DATELINE: Say It Ain’t So, Tom!
While Tom Brady is away in Arabia, playing at Lawrence of Best Buddies, on a charity junket to Qatar, riding camels, the home-front is afire.
It’s not bad enough that Bill Belichick is playing the Gunfighter from Westworld, trying to do a robot kill on Brady, but now Mickey Spillane Avenatti, the nightmare attorney who is giving Trump a nervous breakdown, has set his sights on Tom Brady lookalikes.
It appears that a criminal sketch artist has come up with a picture of the man who threatened Miss Stormy Daniels about revealing too much detail about Mr. Trump’s strumpets.
The last time a sketch artist did in Tom, he started to look like Quasimodo in a bad bell-ringer mode during the Deflategate trials.
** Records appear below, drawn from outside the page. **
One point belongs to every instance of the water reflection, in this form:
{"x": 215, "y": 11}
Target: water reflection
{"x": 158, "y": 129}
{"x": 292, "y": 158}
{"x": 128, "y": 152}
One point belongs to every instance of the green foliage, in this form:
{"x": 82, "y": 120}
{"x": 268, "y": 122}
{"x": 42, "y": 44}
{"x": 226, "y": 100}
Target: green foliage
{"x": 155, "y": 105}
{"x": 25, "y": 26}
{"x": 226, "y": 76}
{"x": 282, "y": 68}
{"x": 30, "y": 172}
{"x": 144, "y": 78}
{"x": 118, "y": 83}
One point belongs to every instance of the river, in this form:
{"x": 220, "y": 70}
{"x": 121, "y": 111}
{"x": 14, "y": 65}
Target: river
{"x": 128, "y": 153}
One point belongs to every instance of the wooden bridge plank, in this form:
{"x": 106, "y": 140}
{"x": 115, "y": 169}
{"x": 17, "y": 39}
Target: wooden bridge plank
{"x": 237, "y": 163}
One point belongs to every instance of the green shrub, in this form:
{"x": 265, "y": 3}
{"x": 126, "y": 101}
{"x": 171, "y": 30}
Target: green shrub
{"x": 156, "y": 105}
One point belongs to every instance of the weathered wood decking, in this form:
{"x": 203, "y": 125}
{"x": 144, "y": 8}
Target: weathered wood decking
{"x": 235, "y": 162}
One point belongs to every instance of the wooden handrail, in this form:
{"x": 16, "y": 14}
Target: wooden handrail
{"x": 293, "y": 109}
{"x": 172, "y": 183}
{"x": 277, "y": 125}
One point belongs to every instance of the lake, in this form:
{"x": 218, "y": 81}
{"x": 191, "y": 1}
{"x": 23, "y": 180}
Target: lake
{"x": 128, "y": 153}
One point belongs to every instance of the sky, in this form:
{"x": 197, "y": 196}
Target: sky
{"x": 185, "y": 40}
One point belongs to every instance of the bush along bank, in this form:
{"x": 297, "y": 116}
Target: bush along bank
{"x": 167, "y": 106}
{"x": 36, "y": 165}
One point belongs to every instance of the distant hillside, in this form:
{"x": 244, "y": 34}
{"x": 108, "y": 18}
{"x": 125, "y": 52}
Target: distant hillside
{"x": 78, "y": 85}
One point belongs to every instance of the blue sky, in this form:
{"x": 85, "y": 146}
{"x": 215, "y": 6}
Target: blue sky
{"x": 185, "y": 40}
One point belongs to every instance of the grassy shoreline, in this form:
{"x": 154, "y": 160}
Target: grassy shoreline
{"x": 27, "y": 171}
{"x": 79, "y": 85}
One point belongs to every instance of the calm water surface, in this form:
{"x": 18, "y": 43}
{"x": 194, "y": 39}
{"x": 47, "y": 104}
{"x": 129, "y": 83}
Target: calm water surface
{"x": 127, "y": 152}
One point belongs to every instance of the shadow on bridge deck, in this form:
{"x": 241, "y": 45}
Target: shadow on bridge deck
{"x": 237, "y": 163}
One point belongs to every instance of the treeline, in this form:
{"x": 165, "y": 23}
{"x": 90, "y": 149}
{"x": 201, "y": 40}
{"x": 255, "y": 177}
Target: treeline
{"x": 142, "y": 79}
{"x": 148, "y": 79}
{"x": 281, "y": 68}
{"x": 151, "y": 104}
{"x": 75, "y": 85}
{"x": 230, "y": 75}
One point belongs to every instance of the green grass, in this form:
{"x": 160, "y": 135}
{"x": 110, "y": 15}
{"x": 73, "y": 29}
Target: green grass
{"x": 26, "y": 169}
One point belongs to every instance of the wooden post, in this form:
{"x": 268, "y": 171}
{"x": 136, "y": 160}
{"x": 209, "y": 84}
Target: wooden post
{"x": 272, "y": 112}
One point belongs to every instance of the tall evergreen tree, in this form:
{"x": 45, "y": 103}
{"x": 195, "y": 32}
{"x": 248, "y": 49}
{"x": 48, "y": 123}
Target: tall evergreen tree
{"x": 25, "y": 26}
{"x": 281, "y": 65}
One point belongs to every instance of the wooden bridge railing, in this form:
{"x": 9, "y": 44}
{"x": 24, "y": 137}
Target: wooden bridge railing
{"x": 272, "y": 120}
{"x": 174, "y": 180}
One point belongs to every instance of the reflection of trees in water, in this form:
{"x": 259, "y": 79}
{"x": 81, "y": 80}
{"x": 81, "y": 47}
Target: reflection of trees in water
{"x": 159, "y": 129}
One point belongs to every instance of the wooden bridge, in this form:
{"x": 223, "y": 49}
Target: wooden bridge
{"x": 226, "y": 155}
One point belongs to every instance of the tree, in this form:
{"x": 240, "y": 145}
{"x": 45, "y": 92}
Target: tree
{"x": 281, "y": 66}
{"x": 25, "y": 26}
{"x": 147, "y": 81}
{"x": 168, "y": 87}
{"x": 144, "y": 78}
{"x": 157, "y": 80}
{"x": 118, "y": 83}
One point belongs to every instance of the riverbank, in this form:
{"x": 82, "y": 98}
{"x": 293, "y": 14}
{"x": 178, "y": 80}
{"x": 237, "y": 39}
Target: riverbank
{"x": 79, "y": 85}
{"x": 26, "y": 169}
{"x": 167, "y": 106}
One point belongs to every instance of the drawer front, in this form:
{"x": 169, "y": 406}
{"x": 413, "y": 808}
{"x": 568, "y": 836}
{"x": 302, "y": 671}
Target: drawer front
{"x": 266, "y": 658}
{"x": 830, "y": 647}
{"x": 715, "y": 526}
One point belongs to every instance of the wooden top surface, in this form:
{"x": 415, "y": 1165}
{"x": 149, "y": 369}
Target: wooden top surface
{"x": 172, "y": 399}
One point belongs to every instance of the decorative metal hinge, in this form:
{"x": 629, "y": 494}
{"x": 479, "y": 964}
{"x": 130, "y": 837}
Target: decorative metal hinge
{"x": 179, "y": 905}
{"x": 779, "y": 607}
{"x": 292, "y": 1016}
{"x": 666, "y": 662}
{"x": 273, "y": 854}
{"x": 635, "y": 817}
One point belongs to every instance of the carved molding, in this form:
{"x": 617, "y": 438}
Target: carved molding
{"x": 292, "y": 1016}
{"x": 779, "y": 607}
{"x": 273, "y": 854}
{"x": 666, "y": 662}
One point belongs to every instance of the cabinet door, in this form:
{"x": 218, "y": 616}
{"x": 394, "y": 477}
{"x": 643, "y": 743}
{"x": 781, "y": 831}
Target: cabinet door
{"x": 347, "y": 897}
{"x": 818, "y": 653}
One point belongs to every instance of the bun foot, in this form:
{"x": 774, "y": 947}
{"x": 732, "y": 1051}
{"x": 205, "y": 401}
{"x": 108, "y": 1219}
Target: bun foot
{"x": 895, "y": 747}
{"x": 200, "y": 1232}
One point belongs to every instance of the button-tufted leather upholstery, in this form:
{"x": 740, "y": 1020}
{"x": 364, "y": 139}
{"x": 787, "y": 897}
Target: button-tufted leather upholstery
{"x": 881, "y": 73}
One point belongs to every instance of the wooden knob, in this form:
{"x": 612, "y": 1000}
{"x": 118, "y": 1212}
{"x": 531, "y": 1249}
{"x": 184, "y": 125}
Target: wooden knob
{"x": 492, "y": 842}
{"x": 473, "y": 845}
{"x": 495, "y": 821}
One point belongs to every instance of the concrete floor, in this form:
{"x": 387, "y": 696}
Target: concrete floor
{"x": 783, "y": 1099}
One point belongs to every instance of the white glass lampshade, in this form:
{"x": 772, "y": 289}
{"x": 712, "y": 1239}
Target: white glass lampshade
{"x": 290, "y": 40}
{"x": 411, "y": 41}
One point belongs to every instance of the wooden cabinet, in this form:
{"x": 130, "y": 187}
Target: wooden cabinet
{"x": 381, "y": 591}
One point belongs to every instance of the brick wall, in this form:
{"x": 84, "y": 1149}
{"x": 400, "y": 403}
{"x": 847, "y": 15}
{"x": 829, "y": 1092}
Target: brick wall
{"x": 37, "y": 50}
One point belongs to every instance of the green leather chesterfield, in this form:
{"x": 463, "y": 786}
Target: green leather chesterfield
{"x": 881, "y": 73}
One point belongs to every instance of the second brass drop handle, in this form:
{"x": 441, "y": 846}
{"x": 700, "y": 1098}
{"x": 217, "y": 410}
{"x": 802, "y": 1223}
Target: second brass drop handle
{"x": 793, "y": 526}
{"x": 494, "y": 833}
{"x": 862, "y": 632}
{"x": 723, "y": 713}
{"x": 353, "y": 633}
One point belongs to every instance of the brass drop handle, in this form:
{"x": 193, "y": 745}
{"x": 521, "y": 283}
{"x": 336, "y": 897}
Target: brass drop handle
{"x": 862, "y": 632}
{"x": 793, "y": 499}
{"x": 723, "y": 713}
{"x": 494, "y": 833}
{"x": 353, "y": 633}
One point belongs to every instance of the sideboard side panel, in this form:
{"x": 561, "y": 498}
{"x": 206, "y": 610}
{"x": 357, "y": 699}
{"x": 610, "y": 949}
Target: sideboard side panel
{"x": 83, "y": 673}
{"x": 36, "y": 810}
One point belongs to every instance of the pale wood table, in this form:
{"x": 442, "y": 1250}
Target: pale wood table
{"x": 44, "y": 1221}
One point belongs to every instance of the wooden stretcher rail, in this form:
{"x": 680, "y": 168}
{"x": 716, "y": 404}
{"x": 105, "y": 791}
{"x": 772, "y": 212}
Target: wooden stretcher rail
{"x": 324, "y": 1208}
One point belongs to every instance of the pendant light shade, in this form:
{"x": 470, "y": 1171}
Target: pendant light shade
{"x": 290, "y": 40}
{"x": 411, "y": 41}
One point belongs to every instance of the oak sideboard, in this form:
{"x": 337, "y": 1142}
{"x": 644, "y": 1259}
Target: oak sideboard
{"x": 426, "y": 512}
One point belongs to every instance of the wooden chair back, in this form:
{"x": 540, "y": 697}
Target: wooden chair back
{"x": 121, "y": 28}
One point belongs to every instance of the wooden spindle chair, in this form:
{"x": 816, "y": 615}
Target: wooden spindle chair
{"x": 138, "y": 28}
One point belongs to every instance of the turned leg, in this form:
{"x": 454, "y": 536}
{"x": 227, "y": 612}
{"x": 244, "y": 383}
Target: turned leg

Today, of course, he looks like a man whose TB12 method means he never had or needed Botox. The latest picture is supposed to be a young thug from 2011, back when Tom wore his hair askance and before the hair-plugs for men settled in.
It would seem that Tom’s one-time support for President Trump will go a long way to ruining his life now and forever. He is paying a dear price for having a MAGA hat in his locker for one enchanted evening.
Tom is so hated in some circles that concussed football fans think he is capable of approaching a porn star with a threatening glare.
We feel being out of the country at present may be the best strategy for Mr. Brady. He also ought to consider hiring a better public relations agency to handle his press junkets.